Higher wages for high end workers lower the real wages for middle
and low income workers. This is basic and worth reading and rereading
until the point is clear.

The wages for high-wage workers are a cost of
production. They get passed on in the prices of health care, legal fees
and all the sectors that directly or indirectly employ high-wage
workers. Higher prices for goods and services lower the real wages for
the workers who consume them.

Huh? So when high wage workers get a raise, prices go up, lowering the real standard of living of everyone else?  I don’t get it. Baker goes on:

Think about it — $30 an hour might be a reasonably good wage today.
Suppose all prices double, then $30 an hour will not be a very good
wage.

Can’t argue with that.

Suppose that the price of all goods and services got cut in half,
then someone who was making $30 an hour will suddenly be doing very
well.

That’s true, too.

If the pay of high end workers gets cut, then all the workers at the
middle and bottom get a pay increase.

This is why I want to see
competition put downward pressure on the wages of highly paid
professionals – it will raise everyone else’s pay.

OK. I get it now. (Based on Baker’s comments to the original version of the post.)

He’s arguing that high-skilled workers don’t have to compete with foreign workers. Low-skilled workers have had to compete with foreign products such as manufactured goods. But high-skilled workers have rigged the system to protect themselves from foreign competition. So high-skilled workers’ wages are artificially high. If we got rid of barriers to that competition, the wages of high-skilled workers would fall and businesses would pass on some of the savings to consumers in the form of lower prices. And that in turn would lead to  higher purchasing power for low-wage workers.

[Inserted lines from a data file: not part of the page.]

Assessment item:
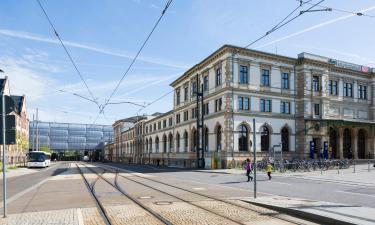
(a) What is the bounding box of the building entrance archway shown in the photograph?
[357,129,366,159]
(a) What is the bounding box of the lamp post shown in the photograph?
[0,69,7,218]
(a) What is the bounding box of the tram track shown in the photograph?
[76,163,113,225]
[100,165,312,224]
[82,164,172,225]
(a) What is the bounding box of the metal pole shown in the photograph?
[253,118,257,198]
[32,114,35,151]
[36,108,39,151]
[1,90,7,218]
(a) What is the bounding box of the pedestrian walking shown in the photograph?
[244,158,253,182]
[266,162,273,180]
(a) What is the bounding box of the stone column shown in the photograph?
[336,128,344,159]
[351,128,358,159]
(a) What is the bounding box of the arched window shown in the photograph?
[238,124,249,151]
[176,132,180,152]
[281,127,289,152]
[260,126,270,151]
[163,135,167,152]
[184,131,189,152]
[191,129,197,152]
[155,136,159,153]
[216,126,221,151]
[168,134,173,152]
[204,127,208,152]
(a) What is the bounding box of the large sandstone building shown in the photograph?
[106,45,375,168]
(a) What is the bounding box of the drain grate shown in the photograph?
[154,201,172,205]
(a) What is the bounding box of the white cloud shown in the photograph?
[0,29,189,69]
[254,6,375,49]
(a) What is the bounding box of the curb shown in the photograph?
[241,200,354,225]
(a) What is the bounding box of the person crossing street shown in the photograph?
[245,158,253,182]
[266,162,273,180]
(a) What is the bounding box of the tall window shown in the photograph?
[215,67,222,87]
[191,81,198,96]
[281,73,289,89]
[203,75,208,91]
[313,76,320,91]
[358,85,367,99]
[238,97,250,110]
[280,102,290,114]
[281,127,289,152]
[203,103,210,115]
[260,126,270,151]
[261,69,270,86]
[184,111,189,121]
[215,98,223,112]
[176,89,181,105]
[168,134,173,152]
[344,82,353,98]
[328,80,338,95]
[176,132,180,152]
[238,124,249,151]
[204,127,208,152]
[191,130,197,152]
[260,99,272,112]
[314,104,320,116]
[184,131,189,151]
[184,86,189,102]
[155,136,159,152]
[240,65,249,84]
[216,126,221,151]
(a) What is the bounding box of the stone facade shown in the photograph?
[108,45,375,168]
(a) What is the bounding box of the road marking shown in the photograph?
[336,191,375,198]
[0,177,52,209]
[77,208,85,225]
[270,180,292,186]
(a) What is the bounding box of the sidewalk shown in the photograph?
[243,196,375,225]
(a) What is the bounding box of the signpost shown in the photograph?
[0,90,16,218]
[253,118,257,198]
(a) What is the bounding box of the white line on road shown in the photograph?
[336,191,375,198]
[77,208,85,225]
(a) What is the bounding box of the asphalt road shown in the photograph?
[106,164,375,208]
[0,162,69,201]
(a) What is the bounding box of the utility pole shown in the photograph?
[0,70,7,218]
[31,113,35,151]
[35,108,39,151]
[195,74,205,168]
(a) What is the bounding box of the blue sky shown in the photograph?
[0,0,375,124]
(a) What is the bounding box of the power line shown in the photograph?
[244,0,325,48]
[306,0,375,18]
[36,0,100,108]
[99,0,172,113]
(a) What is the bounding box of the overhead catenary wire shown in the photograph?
[36,0,100,109]
[99,0,173,114]
[306,2,375,18]
[137,0,325,118]
[244,0,325,48]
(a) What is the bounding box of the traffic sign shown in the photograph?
[0,95,16,114]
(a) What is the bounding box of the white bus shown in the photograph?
[27,151,51,168]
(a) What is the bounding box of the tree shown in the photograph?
[40,145,51,153]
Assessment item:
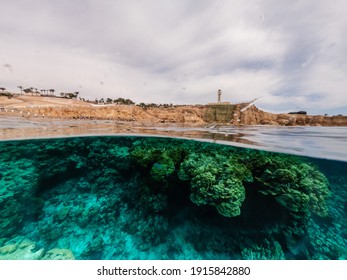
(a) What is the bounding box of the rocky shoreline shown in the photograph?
[0,96,347,126]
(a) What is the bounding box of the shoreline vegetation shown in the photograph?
[0,88,347,126]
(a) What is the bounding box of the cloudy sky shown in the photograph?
[0,0,347,115]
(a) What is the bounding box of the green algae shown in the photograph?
[0,136,347,259]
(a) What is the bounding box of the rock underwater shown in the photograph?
[0,136,345,259]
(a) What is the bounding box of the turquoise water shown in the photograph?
[0,136,347,260]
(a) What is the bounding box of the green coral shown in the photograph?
[178,153,250,217]
[130,143,186,182]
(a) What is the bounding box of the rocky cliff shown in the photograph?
[0,97,347,126]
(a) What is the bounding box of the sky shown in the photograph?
[0,0,347,115]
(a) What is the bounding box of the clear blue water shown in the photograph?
[0,127,347,259]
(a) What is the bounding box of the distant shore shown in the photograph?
[0,95,347,126]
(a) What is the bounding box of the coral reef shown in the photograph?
[0,136,347,259]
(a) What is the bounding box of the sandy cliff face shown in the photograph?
[0,96,347,126]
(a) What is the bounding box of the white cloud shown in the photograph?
[0,0,347,113]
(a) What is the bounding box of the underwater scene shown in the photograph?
[0,136,347,260]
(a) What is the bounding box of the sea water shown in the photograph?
[0,135,347,260]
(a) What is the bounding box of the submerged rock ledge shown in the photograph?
[0,136,347,259]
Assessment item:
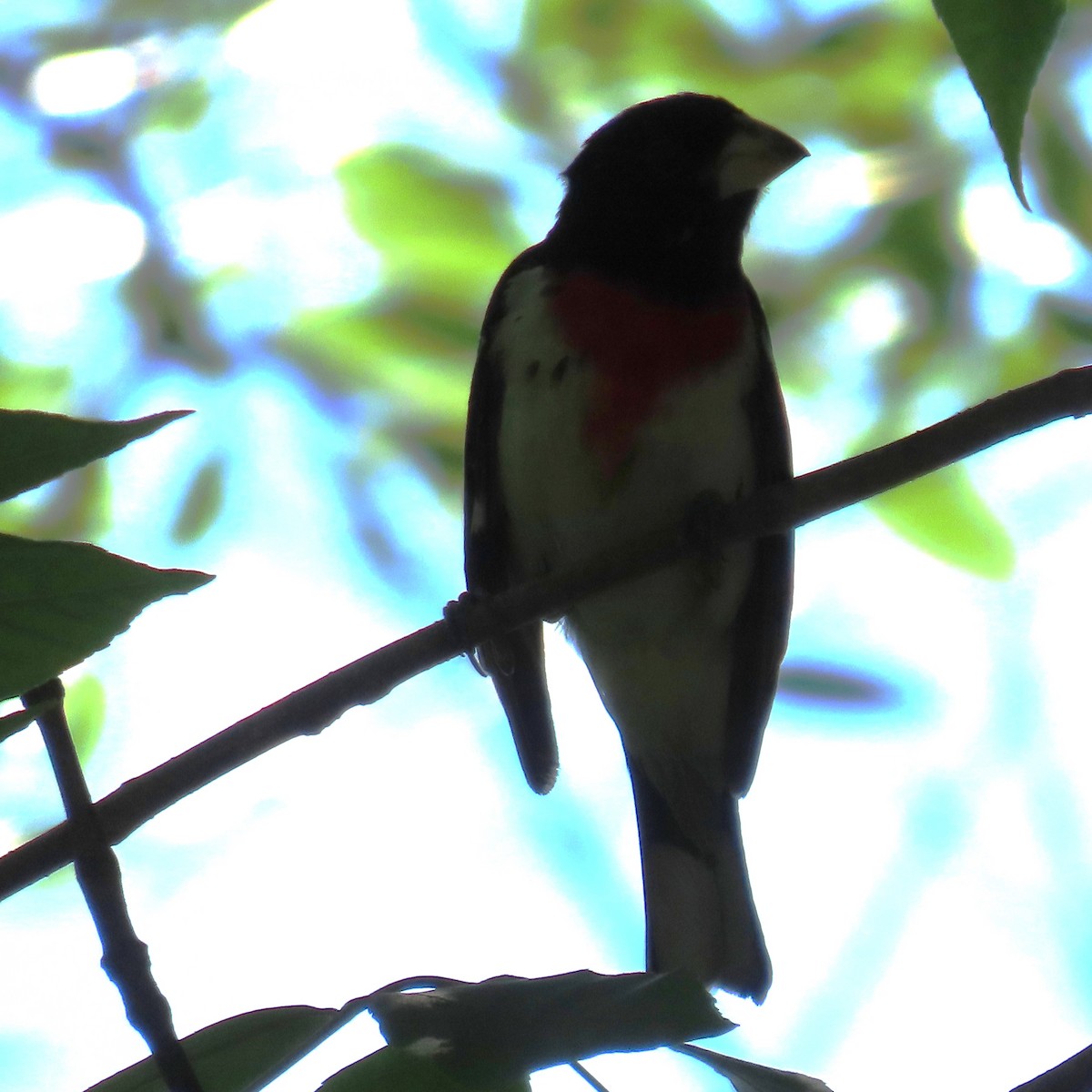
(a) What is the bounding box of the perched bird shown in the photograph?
[465,94,808,1001]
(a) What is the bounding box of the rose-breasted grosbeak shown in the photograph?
[465,94,807,1000]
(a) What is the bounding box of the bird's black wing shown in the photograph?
[463,247,558,793]
[725,284,793,796]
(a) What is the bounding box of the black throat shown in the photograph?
[542,184,758,306]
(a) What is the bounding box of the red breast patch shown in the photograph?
[551,273,747,476]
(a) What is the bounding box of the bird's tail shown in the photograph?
[634,777,771,1004]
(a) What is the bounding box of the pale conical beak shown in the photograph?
[716,118,809,197]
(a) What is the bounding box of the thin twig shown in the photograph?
[1012,1046,1092,1092]
[23,679,201,1092]
[0,367,1092,899]
[569,1061,611,1092]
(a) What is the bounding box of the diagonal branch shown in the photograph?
[23,679,201,1092]
[0,367,1092,899]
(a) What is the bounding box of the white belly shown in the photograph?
[495,269,754,780]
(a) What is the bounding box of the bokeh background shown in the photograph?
[0,0,1092,1092]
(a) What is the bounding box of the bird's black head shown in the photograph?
[548,93,808,301]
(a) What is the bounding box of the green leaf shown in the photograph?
[170,459,224,542]
[337,144,523,301]
[65,675,106,763]
[278,295,480,412]
[318,1046,531,1092]
[1036,104,1092,249]
[98,0,266,29]
[368,971,735,1080]
[0,706,35,743]
[87,1005,340,1092]
[676,1045,830,1092]
[933,0,1066,208]
[0,410,192,500]
[0,535,212,699]
[141,80,212,131]
[868,464,1016,580]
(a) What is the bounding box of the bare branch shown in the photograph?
[23,679,201,1092]
[0,367,1092,899]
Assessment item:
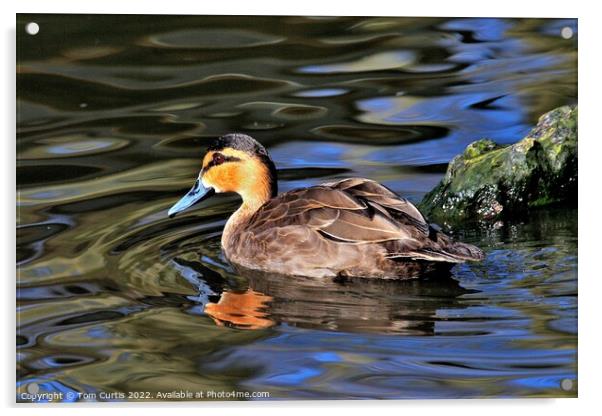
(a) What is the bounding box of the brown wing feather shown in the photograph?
[250,179,428,244]
[247,178,482,262]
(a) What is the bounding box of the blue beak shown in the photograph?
[167,179,215,218]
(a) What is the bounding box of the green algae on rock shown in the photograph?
[419,106,577,223]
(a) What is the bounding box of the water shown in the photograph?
[17,15,577,401]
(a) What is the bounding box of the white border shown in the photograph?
[0,0,602,416]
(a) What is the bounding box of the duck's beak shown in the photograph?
[167,179,215,218]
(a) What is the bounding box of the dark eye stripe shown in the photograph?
[203,155,241,172]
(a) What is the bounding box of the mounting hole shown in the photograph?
[25,22,40,36]
[560,378,573,391]
[560,26,573,39]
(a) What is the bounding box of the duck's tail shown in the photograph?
[443,241,485,261]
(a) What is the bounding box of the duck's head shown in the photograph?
[168,133,278,217]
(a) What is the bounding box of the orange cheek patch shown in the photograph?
[203,163,240,192]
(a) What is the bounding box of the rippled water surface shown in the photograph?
[17,15,577,400]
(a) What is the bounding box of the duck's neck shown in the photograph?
[222,164,278,255]
[222,200,267,247]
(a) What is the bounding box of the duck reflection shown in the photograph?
[170,259,474,335]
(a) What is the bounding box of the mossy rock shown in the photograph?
[419,106,577,224]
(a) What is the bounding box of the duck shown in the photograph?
[168,133,484,279]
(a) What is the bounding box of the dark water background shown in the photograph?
[17,15,577,400]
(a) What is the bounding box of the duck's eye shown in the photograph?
[213,153,226,165]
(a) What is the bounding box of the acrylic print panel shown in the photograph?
[16,14,578,402]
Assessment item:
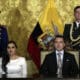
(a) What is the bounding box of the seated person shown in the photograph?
[6,41,27,78]
[0,25,9,78]
[40,35,78,78]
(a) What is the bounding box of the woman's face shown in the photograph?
[7,43,16,56]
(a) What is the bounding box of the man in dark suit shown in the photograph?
[40,35,78,78]
[0,25,8,53]
[63,6,80,50]
[0,25,9,78]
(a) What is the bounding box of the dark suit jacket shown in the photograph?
[40,52,78,77]
[63,22,80,50]
[0,25,8,53]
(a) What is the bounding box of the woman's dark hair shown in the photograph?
[54,35,65,43]
[0,41,17,78]
[8,41,17,48]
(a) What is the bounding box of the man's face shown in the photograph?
[74,8,80,21]
[54,38,65,51]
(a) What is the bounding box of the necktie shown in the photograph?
[57,53,62,78]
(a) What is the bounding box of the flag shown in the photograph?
[27,22,43,69]
[39,0,64,35]
[27,0,64,69]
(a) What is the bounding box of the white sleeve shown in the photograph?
[21,58,27,78]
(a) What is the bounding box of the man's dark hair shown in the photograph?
[54,35,65,42]
[8,41,18,48]
[74,6,80,12]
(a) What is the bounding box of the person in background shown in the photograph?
[40,35,78,78]
[0,25,9,78]
[6,41,27,78]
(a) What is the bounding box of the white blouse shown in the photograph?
[7,57,27,78]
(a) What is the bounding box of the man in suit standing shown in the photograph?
[63,6,80,50]
[40,35,78,78]
[0,25,9,78]
[0,25,8,53]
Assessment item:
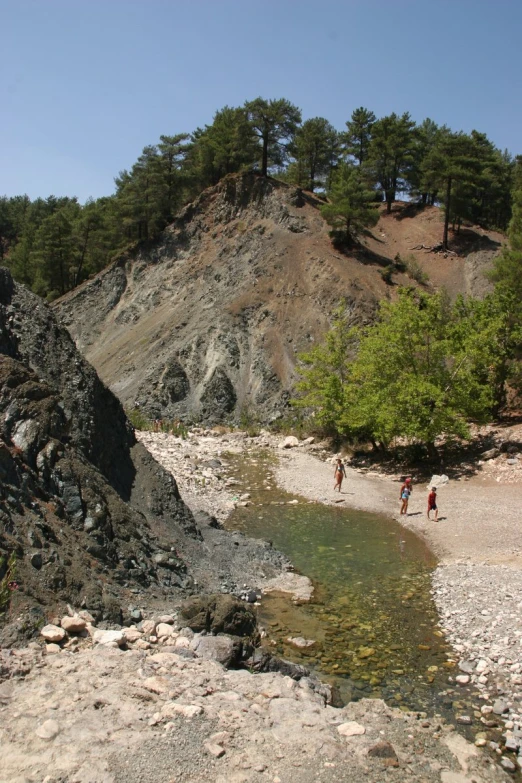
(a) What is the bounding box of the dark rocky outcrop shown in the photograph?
[180,595,257,637]
[0,269,281,643]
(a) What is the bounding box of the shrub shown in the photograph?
[406,255,430,285]
[0,552,18,619]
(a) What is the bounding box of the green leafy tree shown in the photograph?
[423,126,480,249]
[342,106,375,166]
[407,117,438,205]
[298,289,499,449]
[292,304,356,434]
[367,112,415,213]
[292,117,339,193]
[489,158,522,407]
[30,202,80,299]
[188,106,260,192]
[245,98,301,177]
[321,163,379,247]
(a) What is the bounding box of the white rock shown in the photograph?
[161,702,203,718]
[123,628,143,647]
[92,628,125,647]
[141,620,156,635]
[455,674,471,685]
[286,636,315,647]
[78,609,94,624]
[35,720,60,739]
[337,720,366,737]
[279,435,299,449]
[205,742,225,759]
[158,614,175,625]
[60,617,87,633]
[156,623,174,639]
[40,625,65,643]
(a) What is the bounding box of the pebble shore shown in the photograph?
[0,430,522,783]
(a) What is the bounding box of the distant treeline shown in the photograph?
[0,98,515,299]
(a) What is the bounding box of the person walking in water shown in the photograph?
[399,478,412,514]
[334,459,346,492]
[426,487,439,522]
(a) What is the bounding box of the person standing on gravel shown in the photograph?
[399,478,412,514]
[426,487,439,522]
[334,459,346,492]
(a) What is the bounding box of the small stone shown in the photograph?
[286,636,315,647]
[500,756,517,772]
[156,623,174,639]
[40,625,65,643]
[455,674,471,685]
[368,740,399,767]
[78,609,94,624]
[122,628,143,649]
[279,435,299,449]
[29,552,43,571]
[60,617,87,633]
[132,639,152,650]
[337,720,366,737]
[141,620,156,636]
[92,628,125,647]
[205,742,225,759]
[493,699,509,715]
[161,702,203,718]
[158,614,175,625]
[35,720,60,739]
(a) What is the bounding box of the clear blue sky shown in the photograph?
[0,0,522,202]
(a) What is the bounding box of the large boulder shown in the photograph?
[180,595,257,637]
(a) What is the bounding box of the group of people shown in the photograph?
[399,478,439,522]
[334,458,439,522]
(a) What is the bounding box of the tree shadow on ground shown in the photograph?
[448,228,502,255]
[351,428,516,482]
[391,201,428,221]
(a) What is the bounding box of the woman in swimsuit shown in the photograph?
[399,478,411,514]
[334,459,346,492]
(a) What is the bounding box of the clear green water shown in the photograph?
[223,454,465,713]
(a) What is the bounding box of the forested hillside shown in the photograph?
[0,98,515,300]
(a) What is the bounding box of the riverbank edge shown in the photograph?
[275,440,522,761]
[140,429,522,756]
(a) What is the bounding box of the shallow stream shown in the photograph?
[227,454,486,732]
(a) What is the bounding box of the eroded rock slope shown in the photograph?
[0,269,282,642]
[55,173,498,423]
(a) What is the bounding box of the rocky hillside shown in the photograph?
[0,269,282,641]
[55,173,501,422]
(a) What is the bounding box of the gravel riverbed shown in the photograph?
[140,431,522,764]
[0,430,522,783]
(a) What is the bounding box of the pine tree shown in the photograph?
[423,126,480,249]
[367,112,415,213]
[321,163,379,243]
[292,117,339,193]
[342,106,375,166]
[245,98,301,177]
[188,106,260,194]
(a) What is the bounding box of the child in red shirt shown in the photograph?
[426,487,439,522]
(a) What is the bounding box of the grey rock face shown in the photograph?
[54,173,384,423]
[0,270,284,644]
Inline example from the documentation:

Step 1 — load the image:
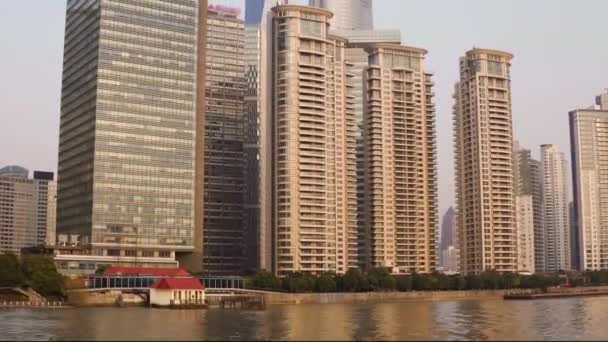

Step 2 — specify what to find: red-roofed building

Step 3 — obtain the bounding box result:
[150,277,205,307]
[103,267,192,277]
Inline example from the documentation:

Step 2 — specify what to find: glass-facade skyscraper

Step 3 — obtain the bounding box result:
[203,7,245,275]
[57,0,207,269]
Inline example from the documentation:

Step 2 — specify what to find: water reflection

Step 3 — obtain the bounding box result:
[0,298,608,341]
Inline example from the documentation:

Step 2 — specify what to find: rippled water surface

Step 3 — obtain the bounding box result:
[0,297,608,340]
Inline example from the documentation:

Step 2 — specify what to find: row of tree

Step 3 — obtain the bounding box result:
[248,268,576,293]
[0,254,64,297]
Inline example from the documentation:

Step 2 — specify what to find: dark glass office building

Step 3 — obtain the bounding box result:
[57,0,207,267]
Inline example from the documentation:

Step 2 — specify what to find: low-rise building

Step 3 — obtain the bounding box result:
[150,278,205,307]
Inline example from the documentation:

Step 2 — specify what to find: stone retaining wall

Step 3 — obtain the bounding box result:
[263,290,505,304]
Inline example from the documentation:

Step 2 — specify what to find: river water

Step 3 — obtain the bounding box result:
[0,297,608,341]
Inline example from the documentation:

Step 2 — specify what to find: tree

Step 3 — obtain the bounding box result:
[315,273,337,292]
[0,254,25,287]
[395,275,414,292]
[21,255,64,297]
[340,268,367,292]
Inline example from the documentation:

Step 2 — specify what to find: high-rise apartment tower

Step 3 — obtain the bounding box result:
[570,93,608,270]
[0,166,57,254]
[57,0,207,270]
[272,5,356,274]
[513,141,545,272]
[454,48,517,274]
[540,145,570,272]
[310,0,374,30]
[363,44,438,273]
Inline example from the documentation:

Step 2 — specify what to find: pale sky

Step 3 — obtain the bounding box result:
[0,0,608,215]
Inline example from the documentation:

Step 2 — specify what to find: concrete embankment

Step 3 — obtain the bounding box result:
[263,290,505,304]
[504,286,608,300]
[0,301,69,309]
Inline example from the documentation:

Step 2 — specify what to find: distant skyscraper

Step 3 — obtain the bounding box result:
[0,165,29,178]
[57,0,207,270]
[439,207,458,272]
[363,43,438,273]
[310,0,374,30]
[203,7,247,275]
[541,145,570,272]
[245,0,272,25]
[440,207,457,250]
[568,202,580,270]
[272,5,357,274]
[569,93,608,270]
[513,141,545,272]
[0,170,57,254]
[515,195,535,273]
[454,49,517,274]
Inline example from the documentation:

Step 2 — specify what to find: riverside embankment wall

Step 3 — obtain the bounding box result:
[264,290,505,304]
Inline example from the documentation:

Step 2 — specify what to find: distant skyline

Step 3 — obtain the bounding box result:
[0,0,608,214]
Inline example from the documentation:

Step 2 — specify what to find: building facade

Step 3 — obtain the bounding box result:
[515,195,536,273]
[330,26,401,270]
[513,141,545,272]
[272,5,356,274]
[454,48,517,274]
[363,44,438,273]
[57,0,207,270]
[310,0,374,30]
[243,0,274,271]
[0,166,57,254]
[569,94,608,270]
[541,145,570,272]
[203,6,247,275]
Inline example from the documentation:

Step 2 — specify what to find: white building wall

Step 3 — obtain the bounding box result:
[515,195,535,273]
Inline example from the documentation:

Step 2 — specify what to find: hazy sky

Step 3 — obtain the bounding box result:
[0,0,608,214]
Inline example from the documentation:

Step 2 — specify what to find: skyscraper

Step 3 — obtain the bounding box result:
[272,5,356,274]
[569,93,608,270]
[330,26,401,269]
[515,195,536,273]
[203,6,245,275]
[310,0,374,30]
[439,207,458,272]
[0,166,57,254]
[541,145,570,272]
[243,0,274,271]
[57,0,207,270]
[363,44,438,273]
[454,48,517,274]
[245,0,272,25]
[513,141,545,272]
[440,207,457,250]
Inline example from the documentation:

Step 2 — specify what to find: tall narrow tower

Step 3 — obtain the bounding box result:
[243,0,276,271]
[454,49,517,274]
[272,5,356,274]
[310,0,374,30]
[569,92,608,271]
[541,145,571,272]
[363,44,438,273]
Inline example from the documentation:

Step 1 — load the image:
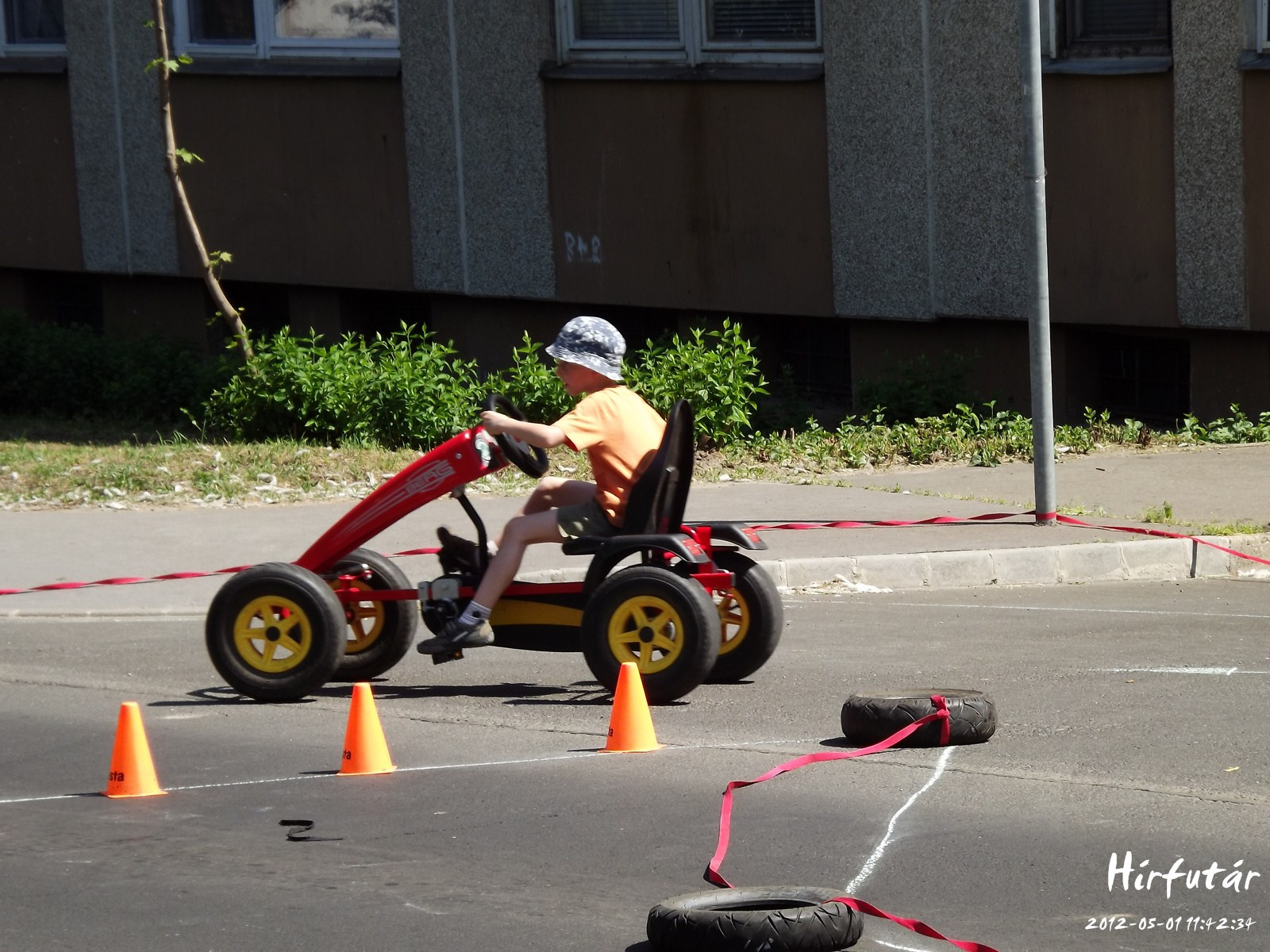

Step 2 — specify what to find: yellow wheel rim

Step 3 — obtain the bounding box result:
[718,589,751,655]
[608,595,683,674]
[330,579,383,655]
[233,597,314,674]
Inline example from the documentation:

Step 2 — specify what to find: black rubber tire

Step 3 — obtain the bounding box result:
[205,562,345,701]
[646,886,864,952]
[332,548,419,681]
[842,688,997,747]
[706,551,785,684]
[582,565,719,704]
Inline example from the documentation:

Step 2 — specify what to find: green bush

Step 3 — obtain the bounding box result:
[855,351,978,420]
[487,332,574,423]
[199,324,483,448]
[626,319,767,446]
[0,313,226,425]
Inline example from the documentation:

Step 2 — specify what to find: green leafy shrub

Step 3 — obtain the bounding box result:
[201,324,481,448]
[855,351,976,420]
[487,332,574,423]
[0,313,226,425]
[626,319,767,446]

This is true. And I’m certainly in favor foreign competition for high-skilled jobs. Not sure how important it is. Foreign baseball players compete with native born Americans for jobs in major league baseball. Foreign economists compete for American teaching jobs. Foreign actors compete with Americans. It’s harder for foreign doctors to practice here because of AMA restrictions but supposedly American hospitals are using foreign radiologists to interpret x-rays.

Dean, do I have it right? Am I missing something? Let me know if there is a practical side to your plan for foreign competition for high-skilled workers that I’m missing and I’ll post it in a new post for people to talk about.